As an occupational therapist, I'd like to respond to those who wonder why the "correct" pencil grasp is important.
First, why do kids use funny grasps? The grasp they use is primarily an indicator of the maturity of the hand in its development. Many children are introduced to using pencils and crayons before the hand is mature enough, and form permanent habits of a poor grasp. I think it very important not to introduce kids to printing letters until the hand is mature (age 6-7 in America). Doing other fine motor tasks that develop the ability to use a variety of grasp patterns with the fingers, and fine manipulative skills is the key to developing the hand.
Why is the correct grasp important? The problem with maladaptive grasps is that while they serve to give the child a sense of control over the pencil at a young age, these patterns become habit from practice (practice makes permanent! to quote a famous OT, Mary Benbow), and ultimately slow them down later. The hand is a precision built machine, and its most efficient patterns of movement are the ones we consider "normal" - in these movement patterns, all the joints and tendons and muscles are alligned, so that the hand will work efficiently. Without this the hand fatigues, gets cramps, and the child does not develop speed in their writing, required for later school tasks. In addition, poor grasp patterns may lead to damage to joints and ligaments, contributing to deformity ultimately.
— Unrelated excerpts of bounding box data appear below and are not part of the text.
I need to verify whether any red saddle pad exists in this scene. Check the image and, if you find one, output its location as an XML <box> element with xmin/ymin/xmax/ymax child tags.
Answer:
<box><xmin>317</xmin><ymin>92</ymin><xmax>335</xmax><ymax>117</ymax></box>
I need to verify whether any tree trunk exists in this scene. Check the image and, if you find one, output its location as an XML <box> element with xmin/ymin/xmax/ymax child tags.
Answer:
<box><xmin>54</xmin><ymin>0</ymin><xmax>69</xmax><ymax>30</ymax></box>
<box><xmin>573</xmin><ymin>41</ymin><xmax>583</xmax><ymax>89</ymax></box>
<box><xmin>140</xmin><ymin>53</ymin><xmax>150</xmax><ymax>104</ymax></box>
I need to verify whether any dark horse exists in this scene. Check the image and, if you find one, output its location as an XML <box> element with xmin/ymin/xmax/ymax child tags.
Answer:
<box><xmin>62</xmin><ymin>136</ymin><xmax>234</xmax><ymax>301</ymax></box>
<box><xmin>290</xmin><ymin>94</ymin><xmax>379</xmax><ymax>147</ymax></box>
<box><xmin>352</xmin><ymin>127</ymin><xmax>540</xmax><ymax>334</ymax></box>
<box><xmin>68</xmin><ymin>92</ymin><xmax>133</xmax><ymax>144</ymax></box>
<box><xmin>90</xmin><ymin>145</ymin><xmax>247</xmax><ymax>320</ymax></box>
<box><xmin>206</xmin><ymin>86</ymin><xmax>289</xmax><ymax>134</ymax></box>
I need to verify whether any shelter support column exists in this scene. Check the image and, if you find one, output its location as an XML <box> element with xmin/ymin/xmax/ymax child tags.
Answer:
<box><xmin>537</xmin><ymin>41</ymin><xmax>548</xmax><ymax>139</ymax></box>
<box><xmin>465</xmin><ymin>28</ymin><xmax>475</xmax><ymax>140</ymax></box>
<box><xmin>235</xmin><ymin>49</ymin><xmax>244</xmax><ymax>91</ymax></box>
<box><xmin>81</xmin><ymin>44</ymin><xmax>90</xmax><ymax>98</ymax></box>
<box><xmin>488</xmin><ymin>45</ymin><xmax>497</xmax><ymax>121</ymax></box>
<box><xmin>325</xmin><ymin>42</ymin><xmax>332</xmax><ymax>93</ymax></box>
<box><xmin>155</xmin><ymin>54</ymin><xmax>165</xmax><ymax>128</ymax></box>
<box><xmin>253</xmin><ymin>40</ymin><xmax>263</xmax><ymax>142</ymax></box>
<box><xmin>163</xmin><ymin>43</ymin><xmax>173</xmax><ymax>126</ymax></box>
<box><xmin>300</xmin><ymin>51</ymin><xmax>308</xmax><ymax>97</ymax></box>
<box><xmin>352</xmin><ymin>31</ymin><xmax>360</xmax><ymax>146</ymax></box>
Better to wait for maturity of the hand before introducing pencils, than to try to rush development of skills beyond that readiness.
The suggestion about small pencils is a good one for 5 year olds - I like using crayon stubs even. The other key is to have the paper well onto the table, rather than lined up on the edge. This way the child can rest the arm on the table, and just use the hand and fingers to control the pencil.